TRINIDAD & TOBAGO - President of the Central Pluck Shop Association, Rasheed Karim, claims that pluck shop owners are masking the price increase of chicken by using inflated pluck and gut charges.
calendar icon 29 July 2008
clock icon 2 minute read

Trinidad & Tobago Express reports that Mr Karim said that many pluck shops are used to keeping chicken prices really low, while at the same time charging customers up to $20 to have a chicken plucked and gutted.

He said his business charges the normal plucking fee, which is between $7 and $10. Some pluck shop owners interviewed by The Express charge $10.

Mr Karim added that the time for benefiting from lower chicken prices may be gone.

An attendant at Roger's Poultry Depot in Penal said that as of yesterday, the cost of chicken went up to $6 a pound, while Mr Karim is selling chicken at $5.80 per pound.

In April, chicken prices had dropped by 20 cents, according to the Consumer Affairs Division of the Ministry of Legal Affairs.

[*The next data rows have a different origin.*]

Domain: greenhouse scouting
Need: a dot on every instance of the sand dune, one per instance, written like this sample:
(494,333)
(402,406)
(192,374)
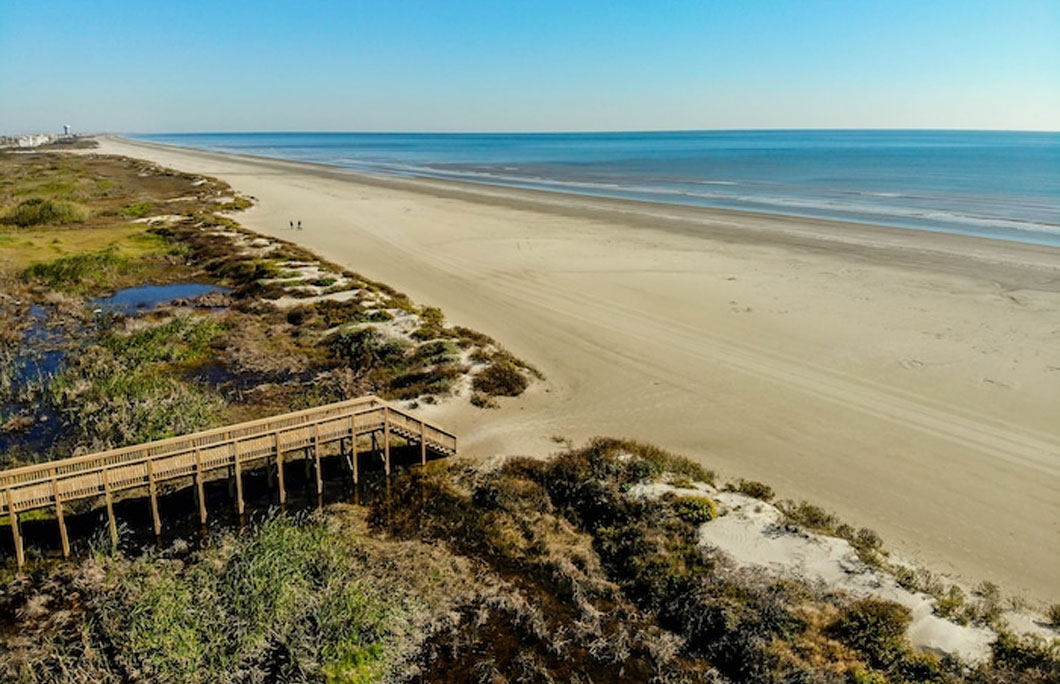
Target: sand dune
(910,382)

The small decrease was credited to normal market adjustments as there was a surplus of chicken on the market which farmers would then sell at a discounted price.

President of the Poultry Association, Robin Phillip, said chicken prices will be regularised within weeks.

"We are working off the surplus, prices would regularise to what they were before the surplus. We are hoping to regularise prices in the next few weeks,"said Mr Phillip.